A number of public buildings and industrial technological facilities built by Vladimir Shukhov or according to his plans are still standing and functioning efficiently to this day. Striking examples are provided by the celebrated radio tower in Shabolovka and several machine shops at the Vyksunsky Metallurgical Plant that were designed and built by Vladimir Shukhov more than a hundred years ago.

Vladimir Shukhov’s legacy remains alive for as long as it is utilised by new generations. The theoretical and practical development of principles for oil hydraulics and the construction of pipeline systems as defined in the works of Vladimir Shukhov are used to this day in the building of main-line oil pipes. Today the development of modern technologies for petrol production and petroleum cracking facilities have forged way ahead, but they are based on principles first devised by Shukhov.

He was the first in the world to make use of a supporting steel gridshell for the construction of buildings and towers. Contemporaries regarded the technical achievements of Shukhov’s systems as an original innovation, although the architectural possibilities of the new structures were unknown to them.

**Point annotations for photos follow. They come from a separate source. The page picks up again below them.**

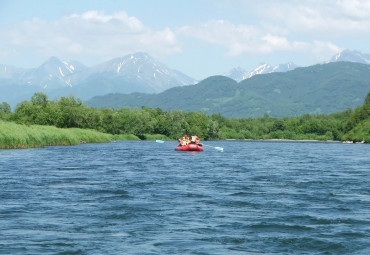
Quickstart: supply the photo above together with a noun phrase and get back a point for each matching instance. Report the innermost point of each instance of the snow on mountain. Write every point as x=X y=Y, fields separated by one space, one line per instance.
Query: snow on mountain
x=240 y=74
x=351 y=56
x=141 y=67
x=54 y=73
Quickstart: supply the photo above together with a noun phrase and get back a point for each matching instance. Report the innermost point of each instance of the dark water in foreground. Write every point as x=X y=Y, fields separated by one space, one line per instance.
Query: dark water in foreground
x=146 y=198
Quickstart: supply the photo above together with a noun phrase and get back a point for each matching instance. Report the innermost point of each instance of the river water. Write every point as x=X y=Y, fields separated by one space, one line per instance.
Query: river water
x=145 y=198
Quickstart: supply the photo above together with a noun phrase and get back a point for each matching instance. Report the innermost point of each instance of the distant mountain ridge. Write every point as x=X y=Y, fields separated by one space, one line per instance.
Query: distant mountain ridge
x=137 y=72
x=319 y=89
x=351 y=56
x=240 y=74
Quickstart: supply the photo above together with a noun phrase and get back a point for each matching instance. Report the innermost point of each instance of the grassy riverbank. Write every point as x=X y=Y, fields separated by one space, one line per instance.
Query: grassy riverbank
x=14 y=136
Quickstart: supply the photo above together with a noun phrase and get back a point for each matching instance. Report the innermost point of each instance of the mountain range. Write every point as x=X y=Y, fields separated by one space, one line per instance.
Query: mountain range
x=134 y=73
x=137 y=72
x=318 y=89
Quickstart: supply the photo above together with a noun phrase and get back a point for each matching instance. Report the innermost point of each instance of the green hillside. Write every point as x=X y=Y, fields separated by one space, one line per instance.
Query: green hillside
x=319 y=89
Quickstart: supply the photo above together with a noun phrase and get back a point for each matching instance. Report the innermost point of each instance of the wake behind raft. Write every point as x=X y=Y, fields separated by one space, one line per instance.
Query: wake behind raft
x=189 y=147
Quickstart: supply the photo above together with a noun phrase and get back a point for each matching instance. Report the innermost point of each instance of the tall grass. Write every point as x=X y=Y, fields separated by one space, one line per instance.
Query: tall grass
x=14 y=135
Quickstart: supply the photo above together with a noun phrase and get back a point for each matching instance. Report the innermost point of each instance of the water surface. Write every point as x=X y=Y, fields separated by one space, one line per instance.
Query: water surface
x=146 y=198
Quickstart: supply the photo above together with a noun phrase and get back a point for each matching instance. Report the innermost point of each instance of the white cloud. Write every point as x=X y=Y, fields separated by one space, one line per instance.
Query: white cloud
x=93 y=34
x=240 y=39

While Russian architecture was forming an aesthetic attitude to the new forms of engineering or refusing to accept them, engineering creativity developed in line with a judicious understanding of the form and consequently of its utilisation. The engineer’s attempt to find the correct juxtaposition of functional requirements, the laws of statics and the construction possibilities of the material is fundamental to the emergence of structures that show supreme harmony and beauty. The main obstacle to including the constructions of Vladimir Shukhov in the trendsetting processes of architecture in the first third of the 20th century was their novelty in terms of volume and space, which contradicted standard stereotypes for the perception of engineering structures by architects.

Vladimir Shukhov introduced the single-sheet hyperbolic paraboloid of revolution to architecture when he created the first ever hyperboloid constructions (1896). The Shukhov hyperboloid towers that have been preserved are stunning not only for the originality of the engineering concept, but also for the grace of their consummate architectural form. Subsequently, the famous high-tech architects Buckminster Fuller and Norman Foster conclusively established gridshell structures in contemporary building practice. Hyperboloid structures are frequently encountered in the work of such celebrated architects as Antoni Gaudi, Le Corbusier and Oscar Niemeyer. In the 21st century Shukhov’s gridshells became the primary means for shaping avant-garde buildings, including skyscrapers (patent nos. 1894, 1895). Today gridshells facilitate the creation of buildings with very complex forms and are therefore used by such world-famous architects as Frank Gehry (USA), Richard Rogers (UK), Paul Andreu (France), Santiago Calatrava (Spain), Renzo Piano (Italy), Nicholas Grimshaw (UK), Zaha Hadid (UK), Massimiliano Fuksas (Italy) and others. The translucent roof of the British Museum’s inner courtyard and the cupola of the 30 St. Mary Axe Tower («the Gherkin») in London, the gridshell covering of the atrium in the DZ Bank building in Berlin, the hyperboloid air traffic control tower at Barcelona Airport, the gridshell of the theatre in Valencia, the gridshell roof of the Maritime Museum in Osaka, the double gridshell of the Beijing Opera Theatre and the hyperboloid gridshell television tower at Guangzhou were all built on the basis of Vladimir Shukhov’s discoveries.

Harmonically combining the talent of a leading scientist with the intuition of a brilliant engineer, Vladimir Shukhov worked in the most diverse areas of science and technology. Everything he created was at the level of discovery and invention; everything was a breakthrough for its time. Many examples of contemporary architecture and construction that are striking for their innovation and scale originate from Shukhov’s discoveries in the late 19th century.